Op de valreep dingen veranderen
Een paar weken voor de voltooiing van ‘De IJskoning’ vond ik dat er tussen Patricks kennismaking en de breuk met Zita Rozenmond te veel gebeurde in een te kort tijdsbestek. De kennismaking had ik in de eerste week van het zesde schooljaar (1990) van het Gymnasium geplaatst, de definitieve breuk op 1 december.
Op de valreep verschoof ik de kennismaking naar maart van het vijfde schooljaar. Daar paste ik de hele tekst rond de relatie tussen Zita en Patrick op aan. Dat dacht ik tenminste. Want toen ik dit jaar de opmerkingen van mijn meelezer in de roman aan het verwerken was, ontdekte ik dat ik op zijn minst twee dingen over het hoofd had gezien.

1 Beukennootjes rapen
In de versie vóór de dataverschuiving rapen Patrick en Zita in de herfst beukennootjes. Na de dataverschuiving doen ze dit in april. Maar dan liggen er dus nog helemaal geen beukennootjes op de grond.

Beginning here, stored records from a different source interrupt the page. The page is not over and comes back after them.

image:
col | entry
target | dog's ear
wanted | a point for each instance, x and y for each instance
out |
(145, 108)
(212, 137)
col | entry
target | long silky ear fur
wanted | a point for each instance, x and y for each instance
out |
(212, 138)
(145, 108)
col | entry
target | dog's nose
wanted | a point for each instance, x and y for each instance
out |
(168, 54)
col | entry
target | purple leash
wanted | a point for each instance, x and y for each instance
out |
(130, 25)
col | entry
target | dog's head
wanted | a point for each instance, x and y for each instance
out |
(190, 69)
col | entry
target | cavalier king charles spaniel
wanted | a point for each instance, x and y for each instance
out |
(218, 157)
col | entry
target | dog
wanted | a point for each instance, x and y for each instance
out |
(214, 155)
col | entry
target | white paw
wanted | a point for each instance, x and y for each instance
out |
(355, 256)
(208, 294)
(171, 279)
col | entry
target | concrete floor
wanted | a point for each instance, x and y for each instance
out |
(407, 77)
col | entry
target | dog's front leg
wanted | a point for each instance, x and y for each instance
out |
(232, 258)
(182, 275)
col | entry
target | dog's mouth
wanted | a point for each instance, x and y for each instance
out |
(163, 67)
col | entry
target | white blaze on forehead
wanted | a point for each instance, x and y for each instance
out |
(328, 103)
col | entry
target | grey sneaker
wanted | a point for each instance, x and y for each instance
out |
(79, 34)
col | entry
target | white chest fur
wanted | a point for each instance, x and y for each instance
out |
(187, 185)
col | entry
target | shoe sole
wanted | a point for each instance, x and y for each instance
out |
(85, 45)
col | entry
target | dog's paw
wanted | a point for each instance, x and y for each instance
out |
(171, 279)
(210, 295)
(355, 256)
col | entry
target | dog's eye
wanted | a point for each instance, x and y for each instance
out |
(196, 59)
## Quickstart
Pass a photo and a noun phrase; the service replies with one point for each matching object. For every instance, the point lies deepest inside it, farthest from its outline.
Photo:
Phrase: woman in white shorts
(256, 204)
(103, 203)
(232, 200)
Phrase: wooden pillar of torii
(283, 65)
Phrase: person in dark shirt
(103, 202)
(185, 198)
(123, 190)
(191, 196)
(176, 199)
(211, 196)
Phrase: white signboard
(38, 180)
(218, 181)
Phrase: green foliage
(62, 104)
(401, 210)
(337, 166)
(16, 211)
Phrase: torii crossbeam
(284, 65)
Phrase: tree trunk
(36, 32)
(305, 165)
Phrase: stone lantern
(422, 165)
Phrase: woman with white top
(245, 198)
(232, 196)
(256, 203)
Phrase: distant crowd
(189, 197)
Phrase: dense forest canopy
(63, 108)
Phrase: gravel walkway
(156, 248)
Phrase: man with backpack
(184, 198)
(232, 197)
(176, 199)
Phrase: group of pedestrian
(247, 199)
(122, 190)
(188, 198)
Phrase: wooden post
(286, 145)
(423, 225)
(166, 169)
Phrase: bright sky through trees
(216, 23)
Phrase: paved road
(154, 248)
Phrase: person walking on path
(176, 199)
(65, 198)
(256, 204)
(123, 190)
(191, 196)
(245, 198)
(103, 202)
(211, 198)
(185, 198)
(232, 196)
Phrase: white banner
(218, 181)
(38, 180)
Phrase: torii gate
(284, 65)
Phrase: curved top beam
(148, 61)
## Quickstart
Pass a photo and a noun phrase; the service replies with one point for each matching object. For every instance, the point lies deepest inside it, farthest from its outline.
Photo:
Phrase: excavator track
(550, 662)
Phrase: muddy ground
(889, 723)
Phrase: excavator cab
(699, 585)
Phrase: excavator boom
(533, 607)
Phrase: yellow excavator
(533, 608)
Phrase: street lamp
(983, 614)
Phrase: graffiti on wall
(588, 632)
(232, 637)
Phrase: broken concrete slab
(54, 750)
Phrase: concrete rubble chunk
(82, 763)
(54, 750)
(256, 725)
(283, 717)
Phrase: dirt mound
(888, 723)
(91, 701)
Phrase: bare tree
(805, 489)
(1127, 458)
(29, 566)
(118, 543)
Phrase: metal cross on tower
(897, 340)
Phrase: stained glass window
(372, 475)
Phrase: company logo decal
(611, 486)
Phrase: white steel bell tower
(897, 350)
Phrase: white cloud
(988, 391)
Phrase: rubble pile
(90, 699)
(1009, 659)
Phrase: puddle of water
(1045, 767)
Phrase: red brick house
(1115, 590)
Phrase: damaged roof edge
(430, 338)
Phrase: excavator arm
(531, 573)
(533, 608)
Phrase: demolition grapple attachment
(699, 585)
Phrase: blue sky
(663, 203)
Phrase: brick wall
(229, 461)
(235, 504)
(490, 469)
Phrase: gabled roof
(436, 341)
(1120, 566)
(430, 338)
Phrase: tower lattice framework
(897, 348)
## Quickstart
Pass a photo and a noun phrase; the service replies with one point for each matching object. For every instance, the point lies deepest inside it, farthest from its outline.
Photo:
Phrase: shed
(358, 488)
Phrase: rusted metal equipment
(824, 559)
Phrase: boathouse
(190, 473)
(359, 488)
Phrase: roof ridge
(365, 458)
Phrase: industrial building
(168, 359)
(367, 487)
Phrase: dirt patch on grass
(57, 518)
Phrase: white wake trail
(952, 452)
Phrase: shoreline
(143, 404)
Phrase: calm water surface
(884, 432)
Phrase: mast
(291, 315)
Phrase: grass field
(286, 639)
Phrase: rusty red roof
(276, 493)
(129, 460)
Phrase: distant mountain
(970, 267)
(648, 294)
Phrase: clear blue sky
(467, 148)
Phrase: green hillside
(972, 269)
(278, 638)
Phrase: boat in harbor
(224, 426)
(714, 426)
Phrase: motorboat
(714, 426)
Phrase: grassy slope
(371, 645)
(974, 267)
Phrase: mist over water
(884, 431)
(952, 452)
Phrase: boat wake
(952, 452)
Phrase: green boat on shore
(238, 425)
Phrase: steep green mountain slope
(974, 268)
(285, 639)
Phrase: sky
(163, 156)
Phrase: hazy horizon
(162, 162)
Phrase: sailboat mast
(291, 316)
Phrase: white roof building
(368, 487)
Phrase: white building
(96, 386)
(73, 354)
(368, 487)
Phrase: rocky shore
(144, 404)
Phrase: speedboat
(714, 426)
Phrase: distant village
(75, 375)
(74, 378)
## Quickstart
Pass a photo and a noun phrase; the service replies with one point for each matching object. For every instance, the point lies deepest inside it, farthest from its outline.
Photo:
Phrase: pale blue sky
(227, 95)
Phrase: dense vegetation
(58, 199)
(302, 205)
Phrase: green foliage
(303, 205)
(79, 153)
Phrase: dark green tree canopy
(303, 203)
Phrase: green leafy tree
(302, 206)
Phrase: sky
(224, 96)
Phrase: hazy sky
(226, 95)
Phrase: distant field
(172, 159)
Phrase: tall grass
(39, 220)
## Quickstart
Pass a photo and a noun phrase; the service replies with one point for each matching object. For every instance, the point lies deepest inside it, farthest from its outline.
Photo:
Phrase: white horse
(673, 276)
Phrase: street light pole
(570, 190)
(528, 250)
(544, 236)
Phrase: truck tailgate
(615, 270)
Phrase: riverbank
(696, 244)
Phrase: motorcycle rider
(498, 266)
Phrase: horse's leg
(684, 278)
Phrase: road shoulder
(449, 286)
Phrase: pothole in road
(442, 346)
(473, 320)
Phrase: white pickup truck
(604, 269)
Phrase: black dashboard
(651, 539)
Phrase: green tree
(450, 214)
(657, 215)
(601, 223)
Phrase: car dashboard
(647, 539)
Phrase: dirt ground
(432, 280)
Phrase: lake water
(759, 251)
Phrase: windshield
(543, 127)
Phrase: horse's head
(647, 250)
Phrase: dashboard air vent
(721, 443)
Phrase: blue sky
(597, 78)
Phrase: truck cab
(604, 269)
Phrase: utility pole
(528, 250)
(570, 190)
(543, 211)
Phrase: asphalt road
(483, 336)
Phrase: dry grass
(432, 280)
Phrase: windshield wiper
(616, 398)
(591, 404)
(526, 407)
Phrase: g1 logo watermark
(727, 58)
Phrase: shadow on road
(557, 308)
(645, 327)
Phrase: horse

2 ‘Goede tijden, Slechte Tijden’ kijken
In juni vraagt Zita aan haar ouders of op tv Goede Tijden, Slechte Tijden al begonnen is. Vóór de dataverschuiving vraagt ze dit in november. Dat kan. Maar in juni? De eerste aflevering van Goede Tijden, Slechte tijden werd pas 1 oktober 1990 uitgezonden.

Twijfel gerezen
Twee onvergeeflijke fouten, die ik pas twee jaar na voltooiing van de roman ontdekte. Dat gaf te denken. Hoe zat het met de rest van de feiten die ik in de loop der jaren in ‘De IJskoning’ had opgenomen? Die toevoegingen had ik destijds weliswaar op hun juistheid gecontroleerd, maar het leek mij verstandig dit nog eens te doen.
Sowieso had ik tijdens het in de roman verwerken van de opmerkingen van mijn meelezer de indruk gekregen dat er ook na de breuk met Zita Rozenmond te veel gebeurde in een veel te korte tijd.
Een grondige controle van de hele tekst achtte ik noodzakelijk.